Transcortical motor aphasia occurs in practically all cases where the lesion is in the dominant hemisphere , and several studies have shown that most patients also present severe hemiparesis with motor neglect.

Language disorders in people with supplemental motor area syndrome have the following characteristics:

  • Hypofluent language, with dysnomia and slowness (caused by transcortical motor anomie).
  • Repetition and understanding are preserved.
  • Telegraphic language.
  • Rarely, parafasia occurs.
  • Occasionally, there can be echolalia and perseveration.

Differential diagnosis

The differential diagnosis of patients with supplemental motor area syndrome (SAMS) is usually made with people who present motor deficits in the immediate postoperative period and injuries of the corticospinal tract , which is characterized by an increase in muscle stretching reflexes, unlike what occurs in SAMS.

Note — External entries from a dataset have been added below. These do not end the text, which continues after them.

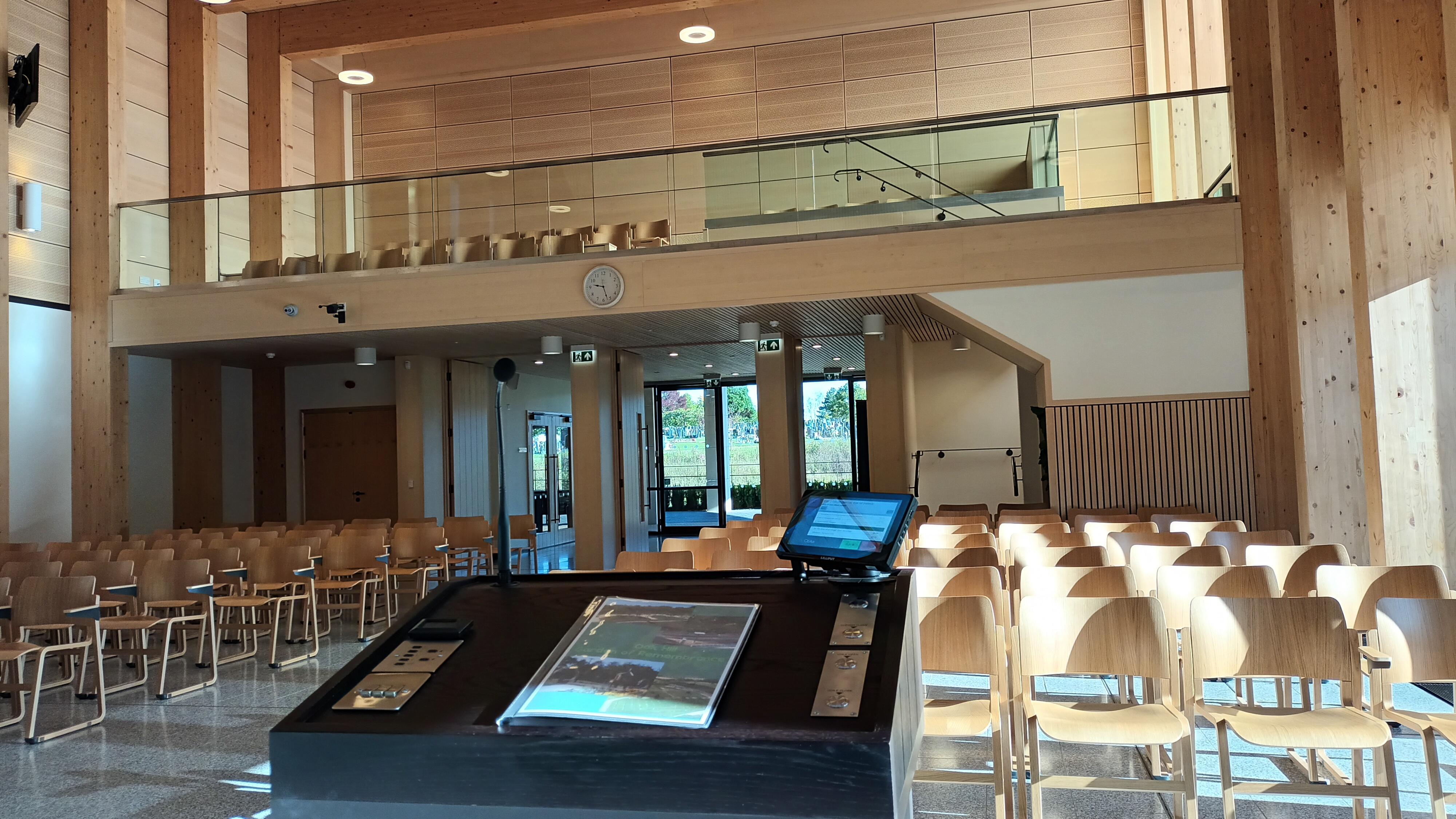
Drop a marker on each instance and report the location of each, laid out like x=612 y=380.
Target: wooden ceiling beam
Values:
x=346 y=27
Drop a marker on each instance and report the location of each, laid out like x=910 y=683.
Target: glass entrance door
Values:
x=550 y=438
x=689 y=467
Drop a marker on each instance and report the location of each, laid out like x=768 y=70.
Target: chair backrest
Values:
x=1096 y=636
x=1164 y=522
x=1145 y=562
x=703 y=550
x=1359 y=588
x=1199 y=530
x=1270 y=637
x=959 y=636
x=943 y=541
x=653 y=562
x=279 y=565
x=954 y=557
x=1120 y=544
x=1237 y=543
x=336 y=263
x=1420 y=639
x=1295 y=567
x=1179 y=586
x=44 y=601
x=746 y=560
x=1077 y=582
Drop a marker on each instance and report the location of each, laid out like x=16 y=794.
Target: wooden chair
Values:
x=1419 y=642
x=339 y=263
x=729 y=560
x=1199 y=530
x=66 y=608
x=1295 y=567
x=1100 y=636
x=353 y=567
x=956 y=557
x=1147 y=560
x=173 y=597
x=1164 y=522
x=704 y=550
x=653 y=562
x=1120 y=544
x=1286 y=637
x=1238 y=543
x=276 y=576
x=962 y=636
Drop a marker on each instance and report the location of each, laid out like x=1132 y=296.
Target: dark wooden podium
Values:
x=764 y=755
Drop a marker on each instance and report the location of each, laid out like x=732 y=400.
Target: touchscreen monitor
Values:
x=848 y=528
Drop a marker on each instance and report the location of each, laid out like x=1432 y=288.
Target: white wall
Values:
x=962 y=401
x=238 y=447
x=149 y=444
x=40 y=425
x=1126 y=337
x=321 y=387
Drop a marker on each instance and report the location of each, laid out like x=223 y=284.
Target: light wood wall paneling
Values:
x=197 y=444
x=1317 y=256
x=270 y=450
x=595 y=471
x=1269 y=296
x=1396 y=110
x=780 y=378
x=890 y=387
x=98 y=371
x=270 y=129
x=191 y=91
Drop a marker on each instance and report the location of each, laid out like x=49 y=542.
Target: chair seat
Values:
x=127 y=623
x=1295 y=728
x=1109 y=723
x=957 y=717
x=17 y=650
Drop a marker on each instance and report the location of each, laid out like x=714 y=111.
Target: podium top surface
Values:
x=769 y=694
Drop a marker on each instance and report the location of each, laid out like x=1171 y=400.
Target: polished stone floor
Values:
x=206 y=755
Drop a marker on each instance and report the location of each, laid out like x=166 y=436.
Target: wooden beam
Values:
x=780 y=376
x=191 y=91
x=197 y=444
x=346 y=27
x=270 y=114
x=98 y=171
x=270 y=447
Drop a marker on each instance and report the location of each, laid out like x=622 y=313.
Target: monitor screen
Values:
x=848 y=527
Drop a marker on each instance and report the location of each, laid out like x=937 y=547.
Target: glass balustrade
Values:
x=1016 y=164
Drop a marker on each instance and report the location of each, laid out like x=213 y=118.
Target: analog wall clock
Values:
x=604 y=286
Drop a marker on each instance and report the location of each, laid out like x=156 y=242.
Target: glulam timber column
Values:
x=780 y=375
x=98 y=372
x=1400 y=145
x=191 y=92
x=593 y=461
x=890 y=410
x=270 y=114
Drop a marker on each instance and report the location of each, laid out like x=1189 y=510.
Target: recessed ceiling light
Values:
x=697 y=36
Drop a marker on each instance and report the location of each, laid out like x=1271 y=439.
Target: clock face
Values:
x=604 y=286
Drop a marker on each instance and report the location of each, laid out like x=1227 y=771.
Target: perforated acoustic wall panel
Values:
x=1154 y=454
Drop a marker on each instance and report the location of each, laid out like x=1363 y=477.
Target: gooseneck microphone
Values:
x=505 y=371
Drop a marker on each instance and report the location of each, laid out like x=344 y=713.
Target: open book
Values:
x=649 y=662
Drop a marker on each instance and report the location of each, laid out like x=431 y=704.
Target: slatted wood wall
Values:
x=1154 y=454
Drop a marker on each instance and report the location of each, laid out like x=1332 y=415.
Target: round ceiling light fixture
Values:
x=697 y=36
x=356 y=78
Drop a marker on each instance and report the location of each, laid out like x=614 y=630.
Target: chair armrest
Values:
x=1375 y=659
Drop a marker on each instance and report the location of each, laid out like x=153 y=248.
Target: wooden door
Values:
x=350 y=464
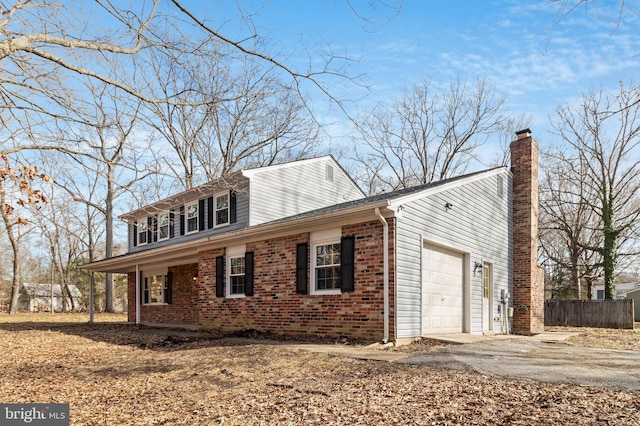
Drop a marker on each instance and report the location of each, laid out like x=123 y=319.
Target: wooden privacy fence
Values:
x=589 y=313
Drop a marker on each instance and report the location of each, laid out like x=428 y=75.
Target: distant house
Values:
x=298 y=248
x=38 y=297
x=621 y=290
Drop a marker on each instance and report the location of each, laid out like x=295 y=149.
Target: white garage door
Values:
x=442 y=290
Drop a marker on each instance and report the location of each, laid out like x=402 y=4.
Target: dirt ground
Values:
x=118 y=374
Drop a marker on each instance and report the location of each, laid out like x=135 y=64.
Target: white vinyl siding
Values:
x=298 y=187
x=478 y=224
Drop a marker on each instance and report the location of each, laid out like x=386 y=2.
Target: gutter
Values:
x=385 y=226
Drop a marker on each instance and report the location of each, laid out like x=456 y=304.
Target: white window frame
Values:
x=168 y=215
x=146 y=278
x=317 y=239
x=216 y=210
x=186 y=217
x=234 y=252
x=142 y=228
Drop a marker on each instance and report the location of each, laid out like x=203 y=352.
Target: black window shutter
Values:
x=181 y=220
x=149 y=228
x=201 y=226
x=302 y=256
x=232 y=207
x=220 y=276
x=168 y=288
x=135 y=234
x=141 y=287
x=347 y=254
x=146 y=290
x=248 y=273
x=154 y=230
x=210 y=210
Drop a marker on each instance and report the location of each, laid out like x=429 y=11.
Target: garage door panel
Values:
x=443 y=286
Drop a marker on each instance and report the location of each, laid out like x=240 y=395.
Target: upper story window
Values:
x=163 y=226
x=192 y=217
x=222 y=209
x=143 y=227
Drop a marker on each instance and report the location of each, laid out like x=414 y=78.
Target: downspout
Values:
x=137 y=294
x=385 y=226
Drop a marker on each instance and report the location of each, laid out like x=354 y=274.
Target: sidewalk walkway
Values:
x=380 y=352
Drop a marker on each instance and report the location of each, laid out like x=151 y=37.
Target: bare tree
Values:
x=607 y=145
x=569 y=228
x=107 y=153
x=430 y=134
x=258 y=120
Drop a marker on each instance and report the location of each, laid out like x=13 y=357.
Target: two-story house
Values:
x=297 y=248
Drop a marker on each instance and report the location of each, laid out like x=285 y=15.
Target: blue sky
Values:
x=534 y=59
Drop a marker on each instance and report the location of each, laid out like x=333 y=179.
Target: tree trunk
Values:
x=609 y=248
x=108 y=292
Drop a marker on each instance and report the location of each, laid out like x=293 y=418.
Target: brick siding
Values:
x=275 y=305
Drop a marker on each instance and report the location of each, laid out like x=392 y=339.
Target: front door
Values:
x=487 y=292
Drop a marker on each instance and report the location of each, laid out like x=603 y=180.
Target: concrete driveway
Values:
x=552 y=361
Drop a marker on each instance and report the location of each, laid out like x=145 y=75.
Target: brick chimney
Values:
x=528 y=284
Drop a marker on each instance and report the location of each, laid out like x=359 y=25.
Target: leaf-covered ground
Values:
x=118 y=374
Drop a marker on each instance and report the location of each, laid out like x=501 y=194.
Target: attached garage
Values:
x=442 y=290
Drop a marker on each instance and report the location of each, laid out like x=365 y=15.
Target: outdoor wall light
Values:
x=476 y=266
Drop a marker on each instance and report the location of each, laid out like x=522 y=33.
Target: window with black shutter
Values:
x=347 y=254
x=220 y=276
x=302 y=260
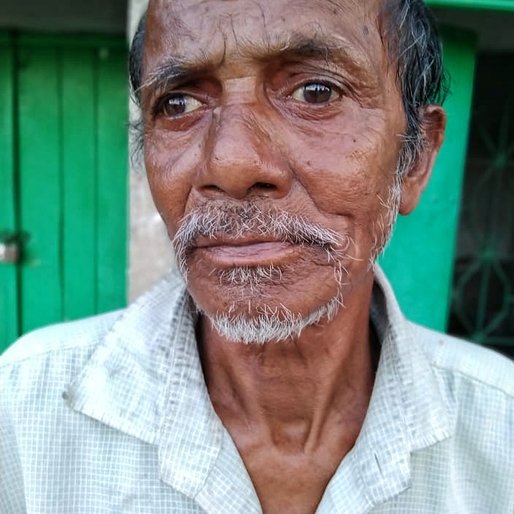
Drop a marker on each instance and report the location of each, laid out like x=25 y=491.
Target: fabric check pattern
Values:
x=111 y=415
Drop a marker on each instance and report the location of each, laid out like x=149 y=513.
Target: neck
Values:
x=295 y=391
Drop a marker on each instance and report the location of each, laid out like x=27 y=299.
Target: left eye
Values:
x=178 y=104
x=315 y=93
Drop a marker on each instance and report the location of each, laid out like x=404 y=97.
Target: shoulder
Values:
x=467 y=361
x=58 y=338
x=39 y=364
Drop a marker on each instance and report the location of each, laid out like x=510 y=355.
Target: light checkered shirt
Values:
x=111 y=415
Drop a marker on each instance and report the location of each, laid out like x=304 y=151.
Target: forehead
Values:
x=211 y=29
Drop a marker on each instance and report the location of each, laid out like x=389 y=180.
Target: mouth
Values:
x=247 y=252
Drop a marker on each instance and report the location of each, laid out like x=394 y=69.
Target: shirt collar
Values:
x=145 y=379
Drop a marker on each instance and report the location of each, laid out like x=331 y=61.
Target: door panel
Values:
x=8 y=272
x=40 y=186
x=79 y=183
x=70 y=153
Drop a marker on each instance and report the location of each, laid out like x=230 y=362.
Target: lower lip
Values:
x=257 y=254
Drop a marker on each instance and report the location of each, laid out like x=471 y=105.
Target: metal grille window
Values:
x=483 y=288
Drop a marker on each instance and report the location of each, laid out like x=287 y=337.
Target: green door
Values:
x=64 y=117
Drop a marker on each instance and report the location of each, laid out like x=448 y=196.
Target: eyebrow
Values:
x=297 y=46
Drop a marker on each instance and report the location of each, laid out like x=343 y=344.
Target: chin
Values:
x=256 y=308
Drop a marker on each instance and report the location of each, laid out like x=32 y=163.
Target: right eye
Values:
x=178 y=104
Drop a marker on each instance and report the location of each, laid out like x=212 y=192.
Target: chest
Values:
x=290 y=482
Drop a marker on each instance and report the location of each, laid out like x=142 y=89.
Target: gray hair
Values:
x=413 y=44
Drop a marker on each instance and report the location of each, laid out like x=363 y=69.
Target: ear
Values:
x=433 y=123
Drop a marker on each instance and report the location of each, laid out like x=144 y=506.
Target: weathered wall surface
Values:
x=149 y=248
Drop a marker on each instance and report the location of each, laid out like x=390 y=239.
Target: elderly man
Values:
x=276 y=373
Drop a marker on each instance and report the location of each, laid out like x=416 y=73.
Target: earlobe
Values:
x=416 y=179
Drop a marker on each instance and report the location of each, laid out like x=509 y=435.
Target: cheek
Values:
x=346 y=167
x=170 y=167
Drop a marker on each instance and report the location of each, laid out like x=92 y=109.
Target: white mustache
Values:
x=215 y=220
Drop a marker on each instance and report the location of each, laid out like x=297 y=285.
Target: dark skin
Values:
x=245 y=102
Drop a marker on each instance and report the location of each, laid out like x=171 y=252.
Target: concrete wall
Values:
x=150 y=249
x=96 y=16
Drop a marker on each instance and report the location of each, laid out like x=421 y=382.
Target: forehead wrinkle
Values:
x=327 y=47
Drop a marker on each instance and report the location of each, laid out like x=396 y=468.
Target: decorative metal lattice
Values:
x=483 y=292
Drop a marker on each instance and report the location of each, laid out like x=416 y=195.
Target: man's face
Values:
x=264 y=120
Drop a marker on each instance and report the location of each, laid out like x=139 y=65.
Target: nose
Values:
x=241 y=158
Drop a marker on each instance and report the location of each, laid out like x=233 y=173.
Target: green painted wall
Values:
x=419 y=260
x=500 y=5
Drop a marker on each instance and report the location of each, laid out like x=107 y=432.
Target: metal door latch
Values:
x=10 y=247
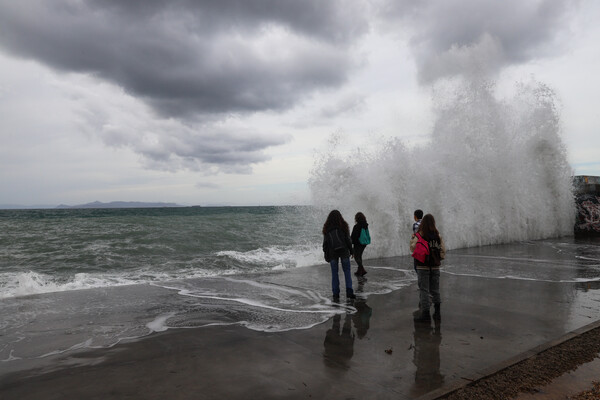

In some cases, the motor deficit could be considered as a motor neglect, rather than a hemiparesis , since many times verbal stimuli obtain a motor response from the affected brain. Recovery from SAMS includes the participation of the uninjured hemisphere, in which SAMS takes on a preponderant role in beginning to relearn movement.

Bibliographic references:

  • Krainik A et al. Postoperative speech disorder after medial frontal surgery. Role of the supplementary motor area. Neurology 2003; 60: 587-94.
  • Nachev, P., Kennard, C., & Husain, M. (2008). Functional role of the supplementary and pre-supplementary motor areas. Nature Reviews Neuroscience, 9(11), 856.
  • Rajshekhar, U. B. V. (2000). Síndrome del área motora suplementaria postoperatoria: características clínicas y resultado. British journal of neurosurgery, 14(3), 204-210.